BOISE, Idaho — A community in Idaho is mourning the loss of a long-standing and well-loved meteorologist this weekend.
Larry Gebert died Friday evening after suffering complications from a heart attack, according to KTVB, where he had worked since 1992. He died peacefully, "surrounded by his loving family." He was 65 years old.
KTVB, a local news station in Boise, said Gebert was also a philanthropist.
"Larry adored service. His fingerprints are all over this community as he was a man of great charity. He would put on his khakis and sneakers and go wherever a non-profit needed his help," the article announcing his passing read. "Every year he would host/emcee/auctioneer dozens of fundraisers. One year he said he helped 86 different events. The other years, it was probably around 84 or 85. He helped charities in our area raise millions of dollars. He set the standard for all of us to be highly engaged in our community, not to just cover our community."

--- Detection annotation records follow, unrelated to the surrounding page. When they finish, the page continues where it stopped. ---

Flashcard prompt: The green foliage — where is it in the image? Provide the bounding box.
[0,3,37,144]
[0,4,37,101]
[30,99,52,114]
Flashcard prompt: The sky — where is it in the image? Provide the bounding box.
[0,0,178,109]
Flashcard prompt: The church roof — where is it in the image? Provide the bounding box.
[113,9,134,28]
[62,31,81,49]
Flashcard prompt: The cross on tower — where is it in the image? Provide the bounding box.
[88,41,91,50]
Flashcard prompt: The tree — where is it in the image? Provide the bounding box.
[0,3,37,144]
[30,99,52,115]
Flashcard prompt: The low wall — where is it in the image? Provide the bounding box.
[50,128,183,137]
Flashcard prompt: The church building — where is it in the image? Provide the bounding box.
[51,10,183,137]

The news of Gebert's passing rocked the local community, garnering reactions and condolences from many others in the industry and beyond.
His coworkers shared what Gebert meant to them and what he stood for.
"Larry Gebert was a large man, 6’6”, a large personality, and an inestimably large part of our TV family. He was a true character and a good, genuine soul," KTVB staff wrote. "Larry will be remembered for his bigger than life personality, deep commitment and service to the community, and epic story telling."
Whenever I asked him how he was doing in the morning, he would always say “it’s another day in paradise".— Maggie O'Mara (@maggieKTVB7) April 2, 2022
Guess what, Larry? Now you really are in paradise. I know God welcomed you with open arms. But, we are sure going to miss you down here. That's the hardest part. 💔 pic.twitter.com/hqfjb01lmn
"As much as he could take a joke, nobody was quicker with a joke about himself than Larry - his moustache, his dockers, Flat Larry, or his stories," the article continued. "He knew who he was, and he never failed to show his joy for it."
Boise Mayor Lauren McLean recognized Gebert's many contributions to the community.
Larry did so much more than forecast the weather, he supported non-profits and other events that benefited this city for decades. He attended every parade and helped raise money for so many people in our community when they needed it the most. https://t.co/qscHeEAPTp— Mayor McLean (@boisemayor) April 2, 2022
Gebert made a significant impact on the Boise School District as well, which included a "legacy of kindness & compassion."
We thank Larry Gebert for his support of our community, including our schools & students. His legacy of kindness & compassion toward others will live on. Our community is better because of Larry. We extend our deepest sympathies to his family and friends. @KTVB https://t.co/3iSnj22IAd— Boise School District (@BSDEducation) April 2, 2022
His influence wasn't limited to Boise, however — Idaho Gov. Brad Little said Gebert was "a part of our Idaho community, and in the homes of many of our families every morning through his work on air."
Sadly, some people leave holes in our lives so big they will never be filled. Larry was a part of our Idaho community, and in the homes of many of our families every morning through his work on air. My deepest sympathies to his family and friends. https://t.co/sWvFh26ZWn
— Brad Little (@GovernorLittle) April 2, 2022
Idaho State Police also recognized his influence, saying that he was "a good and generous man, and like a friendly neighbor to so many Idahoans."
From the ISP family to the Gebert and @KTVB families, our sincere condolences. Larry was a good and generous man, and like a friendly neighbor to so many Idahoans. To his family, thank you for sharing him with us all these years. May he Rest In Peace. https://t.co/vUef4GlZZ1— Idaho State Police (@ISPHeadquarters) April 2, 2022
Dozens and dozens more Idahoans used social media to express their sadness at Gebert's death, but also to acknowledge his lasting legacy. They ranged from news and weather colleagues at other Boise stations, to politicians, to businesses and nonprofits, to normal everyday citizens.
"We will remember him for all of it, but we will always love him for his heart, kindness, support, friendship, and dedication," KTVB's article read. "There will simply never be another like him."